Merkel mengatakan pihak-pihak yang bertikai juga sepakat untuk menunjuk anggotanya ke komisi militer dengan lima anggota dari masing-masing pihak seperti yang diinginkan oleh PBB untuk memantau implementasi gencatan senjata.
Sejak mendiang penguasa Muammar Gaddafi terguling pada 2011, dua kursi kekuasaan telah muncul di Libya: panglima perang Khalifa Haftar di Libya timur, didukung terutama oleh Mesir dan UEA, dan Pemerintah Kesepakatan Nasional (GNA) di Tripoli, yang menikmati pengakuan PBB dan komunitas internasional.
Secara terpisah, Sekretaris Jenderal PBB Antonio Guterres mengatakan setelah konferensi, “Berkat pertemuan Berlin, hari ini dimungkinkan untuk menerima lima delegasi militer dari pihak Marshall Haftar.
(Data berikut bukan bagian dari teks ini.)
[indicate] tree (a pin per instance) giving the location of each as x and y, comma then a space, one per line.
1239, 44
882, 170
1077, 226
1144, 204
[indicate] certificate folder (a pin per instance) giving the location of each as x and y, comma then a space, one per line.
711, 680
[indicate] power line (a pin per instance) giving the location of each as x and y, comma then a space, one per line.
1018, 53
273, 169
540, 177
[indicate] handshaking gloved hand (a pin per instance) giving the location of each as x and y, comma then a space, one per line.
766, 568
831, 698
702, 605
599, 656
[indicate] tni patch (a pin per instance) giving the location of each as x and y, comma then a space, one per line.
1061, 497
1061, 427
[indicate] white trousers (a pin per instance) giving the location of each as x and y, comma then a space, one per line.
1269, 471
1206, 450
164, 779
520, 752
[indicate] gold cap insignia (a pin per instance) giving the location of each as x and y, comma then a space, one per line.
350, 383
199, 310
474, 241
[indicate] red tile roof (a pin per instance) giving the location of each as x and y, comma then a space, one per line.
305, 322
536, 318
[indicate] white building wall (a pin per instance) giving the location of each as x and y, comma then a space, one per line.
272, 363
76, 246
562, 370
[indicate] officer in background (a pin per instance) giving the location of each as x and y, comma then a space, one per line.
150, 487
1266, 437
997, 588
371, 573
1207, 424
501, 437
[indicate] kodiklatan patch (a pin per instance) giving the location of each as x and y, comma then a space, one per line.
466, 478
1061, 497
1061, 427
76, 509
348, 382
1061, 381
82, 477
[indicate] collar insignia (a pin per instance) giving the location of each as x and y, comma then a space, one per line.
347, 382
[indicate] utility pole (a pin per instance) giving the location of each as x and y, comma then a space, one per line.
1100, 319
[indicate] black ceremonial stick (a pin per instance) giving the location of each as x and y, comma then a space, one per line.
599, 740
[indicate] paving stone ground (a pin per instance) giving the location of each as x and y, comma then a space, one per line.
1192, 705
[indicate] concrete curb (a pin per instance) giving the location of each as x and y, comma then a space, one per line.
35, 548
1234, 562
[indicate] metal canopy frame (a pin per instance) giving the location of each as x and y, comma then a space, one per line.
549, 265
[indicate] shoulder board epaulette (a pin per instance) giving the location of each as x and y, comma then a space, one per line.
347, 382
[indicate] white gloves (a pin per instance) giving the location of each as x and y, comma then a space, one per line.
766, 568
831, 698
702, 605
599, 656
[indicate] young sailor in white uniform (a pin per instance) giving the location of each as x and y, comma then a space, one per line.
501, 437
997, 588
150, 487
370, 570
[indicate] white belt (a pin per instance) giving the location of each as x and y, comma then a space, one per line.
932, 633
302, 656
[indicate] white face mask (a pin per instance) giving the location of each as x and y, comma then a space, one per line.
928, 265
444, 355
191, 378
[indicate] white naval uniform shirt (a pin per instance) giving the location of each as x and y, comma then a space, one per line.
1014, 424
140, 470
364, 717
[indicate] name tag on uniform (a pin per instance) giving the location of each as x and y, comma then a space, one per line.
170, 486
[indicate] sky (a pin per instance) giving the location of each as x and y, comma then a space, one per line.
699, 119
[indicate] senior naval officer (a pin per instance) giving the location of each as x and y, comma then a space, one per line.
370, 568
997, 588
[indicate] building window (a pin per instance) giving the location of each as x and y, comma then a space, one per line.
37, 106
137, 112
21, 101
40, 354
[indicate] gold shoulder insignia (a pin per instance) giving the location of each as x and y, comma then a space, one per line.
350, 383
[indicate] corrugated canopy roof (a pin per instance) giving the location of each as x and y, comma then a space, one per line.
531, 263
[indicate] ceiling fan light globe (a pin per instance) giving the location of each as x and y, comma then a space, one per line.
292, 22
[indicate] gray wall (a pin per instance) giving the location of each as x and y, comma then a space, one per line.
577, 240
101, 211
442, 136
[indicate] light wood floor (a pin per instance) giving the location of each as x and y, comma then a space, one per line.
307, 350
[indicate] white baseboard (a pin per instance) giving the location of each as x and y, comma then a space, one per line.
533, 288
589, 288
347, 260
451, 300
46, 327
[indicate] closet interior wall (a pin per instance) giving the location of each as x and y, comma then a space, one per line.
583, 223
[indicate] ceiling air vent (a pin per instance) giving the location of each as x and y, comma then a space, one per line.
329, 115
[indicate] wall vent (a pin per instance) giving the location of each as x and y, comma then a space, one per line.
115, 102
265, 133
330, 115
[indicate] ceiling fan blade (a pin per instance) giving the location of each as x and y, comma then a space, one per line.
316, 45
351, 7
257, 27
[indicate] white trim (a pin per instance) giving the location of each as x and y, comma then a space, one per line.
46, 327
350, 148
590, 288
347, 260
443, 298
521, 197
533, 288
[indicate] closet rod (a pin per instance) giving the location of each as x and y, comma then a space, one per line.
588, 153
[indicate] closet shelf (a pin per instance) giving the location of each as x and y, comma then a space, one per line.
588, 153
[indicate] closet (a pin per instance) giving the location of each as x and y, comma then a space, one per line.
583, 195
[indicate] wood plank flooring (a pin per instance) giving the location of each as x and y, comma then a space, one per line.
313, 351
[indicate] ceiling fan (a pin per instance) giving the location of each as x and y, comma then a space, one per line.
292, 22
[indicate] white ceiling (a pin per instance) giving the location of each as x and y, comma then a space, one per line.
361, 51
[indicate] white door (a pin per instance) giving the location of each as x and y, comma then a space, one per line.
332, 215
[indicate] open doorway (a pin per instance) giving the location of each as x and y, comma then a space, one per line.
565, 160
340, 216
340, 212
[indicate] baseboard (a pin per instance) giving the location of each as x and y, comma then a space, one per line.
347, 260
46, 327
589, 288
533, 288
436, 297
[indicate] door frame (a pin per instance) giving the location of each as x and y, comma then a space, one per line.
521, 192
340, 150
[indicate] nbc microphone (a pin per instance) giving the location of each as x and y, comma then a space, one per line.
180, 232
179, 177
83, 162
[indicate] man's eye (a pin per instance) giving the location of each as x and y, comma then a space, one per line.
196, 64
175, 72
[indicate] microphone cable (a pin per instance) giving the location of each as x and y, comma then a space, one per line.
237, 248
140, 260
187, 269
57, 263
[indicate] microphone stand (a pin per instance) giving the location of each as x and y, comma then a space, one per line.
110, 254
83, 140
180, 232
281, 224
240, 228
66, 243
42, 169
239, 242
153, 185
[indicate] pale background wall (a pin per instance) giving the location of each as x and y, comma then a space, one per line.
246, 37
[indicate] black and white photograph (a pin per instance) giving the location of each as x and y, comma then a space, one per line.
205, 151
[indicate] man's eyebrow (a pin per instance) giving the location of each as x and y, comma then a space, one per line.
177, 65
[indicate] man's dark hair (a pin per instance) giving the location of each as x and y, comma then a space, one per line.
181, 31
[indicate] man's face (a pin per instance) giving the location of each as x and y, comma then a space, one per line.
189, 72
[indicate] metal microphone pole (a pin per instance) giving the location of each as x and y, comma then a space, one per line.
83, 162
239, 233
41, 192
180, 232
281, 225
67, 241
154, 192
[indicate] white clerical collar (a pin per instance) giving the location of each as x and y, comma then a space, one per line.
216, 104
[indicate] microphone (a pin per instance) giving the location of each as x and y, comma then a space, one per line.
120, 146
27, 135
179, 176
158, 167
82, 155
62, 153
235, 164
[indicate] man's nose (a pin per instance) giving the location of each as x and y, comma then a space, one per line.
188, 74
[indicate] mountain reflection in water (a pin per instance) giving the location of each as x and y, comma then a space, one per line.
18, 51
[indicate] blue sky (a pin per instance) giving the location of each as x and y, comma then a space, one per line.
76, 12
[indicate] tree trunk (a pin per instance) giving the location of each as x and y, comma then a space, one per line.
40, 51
Kami sudah memiliki tiga, dan sekarang kami memiliki dua lagi di sisi LNA, ”merujuk pada apa yang disebut Tentara Nasional Libya".
"Jadi, kita sekarang dalam kondisi untuk bersidang di komite militer Jenewa dalam beberapa hari ke depan."
Guterres juga mengatakan: "Negara-negara anggota, bersama dengan organisasi regional dan internasional telah mengirim sinyal kuat bahwa kami berkomitmen penuh untuk mendukung resolusi damai krisis Libya."
Tiga poin
Dia menyoroti tiga poin yang diangkat pada KTT, dengan mengatakan: "Pertama, saya tidak bisa menekankan kesimpulan KTT bahwa tidak ada solusi militer untuk konflik di Libya."
Dia menambahkan: "Semua peserta berkomitmen untuk menahan diri dari campur tangan dalam konflik bersenjata atau urusan internal Libya. "
"Kedua, kami meminta semua aktor untuk menahan diri dari kegiatan apa pun yang memperburuk konflik," katanya.
Guterres juga mengatakan dia mendesak semua pihak untuk menerapkan embargo senjata Dewan Keamanan PBB.
"Ketiga, kembalinya proses politik sangat penting," kata Guterres, dengan mengatakan semua peserta sepakat untuk menerapkan gencatan senjata skala penuh di Libya.
Pemerintah Libya yang diakui secara internasional di Tripoli telah diserang oleh Haftar sejak April lalu, merenggut nyawa lebih dari 1.000 orang.
Mesir dan Uni Emirat Arab (UEA), pendukung utama Haftar, telah dikecam keras oleh pemerintah Libya yang sah karena memicu konflik.
Menjelang konferensi, Erdogan, pemimpin penting dalam pertemuan itu, menegaskan kembali dukungan kuat Turki untuk pemerintah Libya yang diakui secara internasional.
Dia juga mengecam Mesir, UEA, dan Arab Saudi karena mendukung pasukan Haftar, yang, katanya, "berupaya melakukan kudeta di negara itu."